Dear Megan Fox,
On behalf of California’s community of political journalists, pundits, and other drooling nerds, let me express our excitement – our sheer giddiness really – at your entrance into the debate about how best to reform California’s broken governing system.
As this terrific video shows, you have strong views about the impact of the state’s dysfunctional budget system on our schools. You make the idea of budget reform very sexy, which is so hard to do that, well, it’s never been done before.
That said, I might suggest – in the most humble and worshipful way possible – that you may be laying the blame for the cuts to school budgets, and the resulting teacher layoffs, in the wrong place. You target Gov. Schwarzenegger, who you suggest has slashed education programs almost single-handedly. “Call, write and annoy the governor until he cries for his mommy,” you say in the video.
Two things. One, the governor’s mother Aurelia died more than a decade ago. Two – no matter what you’ve been hearing from that failed-TV-actor boyfriend of yours (now that you’re a player in California politics, it’s time to get a higher-class political partner, Megan) -- neither the governor nor the state legislature for that matter are responsible for these cuts.
In California’s system, the governor and the legislators like your maid or the personal assistant. When it comes to budgets, they are little more than glorified janitors, assigned the unpleasant task of cleaning up the fiscal messes created by California’s broken constitution. One of the most problematic rules, Prop 98, governs education spending and is so famously difficult to understand that its author built a profitable concern explaining it to people. And you thought Transformers was a successful franchise!
So who is to blame? In short: your audience. The public. The voters themselves have approved at the ballot nearly all of the tax restrictions and spending mandates that make the budget so difficult to balance. Voters themselves, of course, don’t understand that -- and they don’t seem willing to help. In last year’s special election, when the governor and the legislature asked voters to approve tax increases and education funding changes to protect schools from more cuts, the voters turned them down.

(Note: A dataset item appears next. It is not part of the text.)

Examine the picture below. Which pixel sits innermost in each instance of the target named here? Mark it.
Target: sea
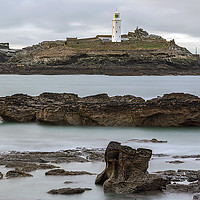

Which is why it’s so great that you’re adopting a public profile on these issues. If you could explain all this to voters – and convince your younger fans to start voting – you would do the California schools a tremendous public service.
Of course, the policy involved here is very complicated. I’d be happy to take time out of my busy schedule to walk through the details personally. It may take us a while, at least a weekend, and we should find some place quiet where the two of us won’t be disturbed.